“Bohemian Rhapsody”, RUU Permusikan, dan Sebuah Formula Usang

“Bohemian Rhapsody”, RUU Permusikan, dan Sebuah Formula Usang

Apakah kita cukup nyaman dijejali musik yang sama? Dengan sudut pandang sempit karena memakai formula yang itu-itu saja. Kalau mas Anang yes, aku sih no.

Ada satu adegan menarik dalam film Bohemian Rhapsody, yakni saat Ray Foster dan Queen berdebat soal formula dalam membuat lagu. Ray menginginkan Queen membuat lagu populer seperti halnya lagu “Killer Queen”, sedangkan Queen sudah tidak mau mengulang lagu dengan formula yang sama, hingga mereka mengusulkan gaya baru dalam pembuatan lagu, lewat perpaduan unsur musik rock dan opera.

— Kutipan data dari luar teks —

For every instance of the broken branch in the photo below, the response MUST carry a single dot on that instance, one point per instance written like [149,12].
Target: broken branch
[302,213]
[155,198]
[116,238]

Ray menolak usulan Queen, sampai akhirnya keputusan itu harus menjadi penyesalannya seumur hidup, karena membuat Ray kehilangan Queen, yang namanya makin melejit usai merilis “Bohemian Rhapsody”. Sebuah lagu yang memadukan musik rock dengan opera itu tadi.

Cuplikan adegan film Bohemian Rhapsody di atas, sedikit banyaknya mewakili gambaran seperti apa industri arus utama itu ‘dimasak’, dengan apa yang Ray Foster sebut ‘formula’. Seberapa sering kita mendengar lagu-lagu dengan tema patah hati? Tema perselingkuhan? Atau mungkin kita masih ingat dengan segala macam tren musik yang pernah ada di Indonesia, dari demam pop melayu hingga ‘korean wave’, yang menjadi rujukan para produser musik membuat ‘formula’ itu tadi.

Untungnya harapan akan musik dengan sajian estetika karya yang baik masih bisa kita dapatkan, dari apa yang banyak orang sebut dengan musik arus pinggir atau sidestream, atau lumrah kita sebut musik ‘indie’ (meskipun ini agak rancu, karena kata indie awalnya merujuk pada sebuah pergerakan distribusi musik secara independen/mandiri, bukan mengarah pada jenis musik-imho). Para musisi atau band yang ada di jalur ini masih punya kesadaran akan pentingnya esensi dan estetika karya yang baik, ketimbang harus mengikuti ‘formula’ itu tadi. Semangatnya mungkin sama dengan apa yang Queen sajikan saat mereka bereksperimen membuat lagu “Bohemian Rhapsody”, dimana kreativitas dan eksplorasi musikal menjadi harga mati yang tidak bisa dikekang lewat aturan-aturan yang melemahkan hal itu.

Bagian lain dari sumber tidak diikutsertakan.